Under the California Fair Employment and Housing Act it is illegal to harass someone because of their pregnancy, childbirth or related medical condition. Employers and employees who commit the harassment may be liable for violations of this law. Creation of a hostile work environment is a form of harassment.
There are several laws which provide employees with protected leave from work during and after pregnancy. Under the California Fair Employment and Housing Act (which includes the California Pregnancy Disability Leave Law), it is unlawful for an employer of 5 or more persons to refuse to allow a female employee "disabled" by a pregnancy, childbirth or related medical conditions to take a leave for a reasonable period of time not to exceed 4 months. After the leave, the employee may return to the same position she had before or a comparable position. The employee may even be able to return to work after exceeding the 4 months if the employer has allowed other employees to do so. Under a California regulation, the employee who takes such leave may use any accrued vacation leave during this period of time. This leave of absence may not be taken before the disability begins or after it ends. The employer can require the employee to provide reasonable notice of the date the leave of absence will begin and its expected duration. The employer need not return the employee to her position if her position would have been eliminated regardless of the pregnancy or safety and efficiency would be compromised.
If the employee has worked for at least a year for an employer of 50 or more persons, the employee may take up to 12 additional weeks of leave under the California Family Rights Act. This leave is available for many purposes, including time to bond with a biological, adopted or foster child or to care for a seriously ill child. This law also requires reinstatement.
The leaves of absence described above are unpaid. However, an employee may be entitled to State Disability or Paid Family Leave, forms of government assistance.
Under the California Fair Employment and Housing Act, it is unlawful for an employer to refuse to provide a reasonable accommodation requested by an employee for conditions of pregnancy, childbirth, or related medical conditions. The request must be supported by advice from a doctor or other healthcare provider. This can include transfer of such an employee to a less strenuous or hazardous position for the duration of the pregnancy or childbirth related disability where the transfer can be reasonably achieved. However, the employer is not obligated to create an entirely new position for the employee as an accommodation. Employees should also note that the federal Pregnancy Discrimination Act does not prohibit the denial of personal leave for breast-feeding and childcare.
Any health insurance provided by an employer must cover expenses for pregnancy-related conditions on the same basis as costs for other medical conditions. Health insurance for expenses arising from abortion is not required, except where the life of the mother is endangered.
Pregnancy-related expenses should be reimbursed exactly as those incurred for other medical conditions, whether payment is on a fixed basis or a percentage of reasonable-and-customary-charge basis.
The amounts payable by the insurance provider can be limited only to the same extent as amounts payable for other conditions. No additional, increased, or larger deductible can be imposed.
Employers must provide the same level of health benefits for spouses of male employees as they do for spouses of female employees.
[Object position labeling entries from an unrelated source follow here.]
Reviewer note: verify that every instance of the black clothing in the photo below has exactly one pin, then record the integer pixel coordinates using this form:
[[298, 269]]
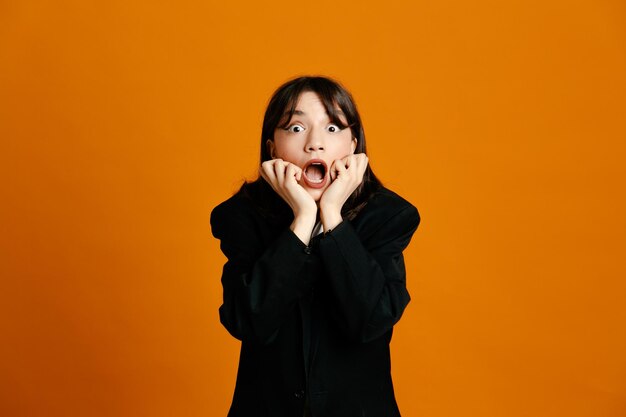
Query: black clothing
[[315, 321]]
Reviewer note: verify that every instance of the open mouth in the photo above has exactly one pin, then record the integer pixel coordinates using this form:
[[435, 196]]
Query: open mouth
[[315, 173]]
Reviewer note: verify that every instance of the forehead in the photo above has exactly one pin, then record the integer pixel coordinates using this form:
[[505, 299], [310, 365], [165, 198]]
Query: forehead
[[310, 103]]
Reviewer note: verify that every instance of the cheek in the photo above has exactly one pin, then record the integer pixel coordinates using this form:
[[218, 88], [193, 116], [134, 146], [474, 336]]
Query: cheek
[[282, 149]]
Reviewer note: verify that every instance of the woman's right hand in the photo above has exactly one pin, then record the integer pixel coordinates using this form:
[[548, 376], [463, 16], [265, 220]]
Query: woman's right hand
[[283, 177]]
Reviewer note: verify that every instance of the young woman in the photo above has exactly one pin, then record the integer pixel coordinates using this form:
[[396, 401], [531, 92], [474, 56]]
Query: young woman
[[315, 277]]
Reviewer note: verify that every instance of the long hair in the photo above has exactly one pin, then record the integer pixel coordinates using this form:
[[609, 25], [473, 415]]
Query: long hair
[[332, 94]]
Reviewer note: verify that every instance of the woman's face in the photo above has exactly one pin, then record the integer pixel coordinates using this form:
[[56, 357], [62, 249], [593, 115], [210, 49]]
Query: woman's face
[[312, 142]]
Pregnancy-related benefits cannot be limited to married employees. In an all-female workforce or job classification, benefits must be provided for pregnancy-related conditions if benefits are provided for other medical conditions.
If an employer provides any benefits to workers on leave, the employer must provide the same benefits for those on leave for pregnancy-related conditions.
A victim of pregnancy discrimination who prevails on her claims at trial may be awarded reinstatement to her position (if fired) as well as compensation for emotional distress, past and future lost wages, punitive damages, attorney's fees, expert witness fees and costs.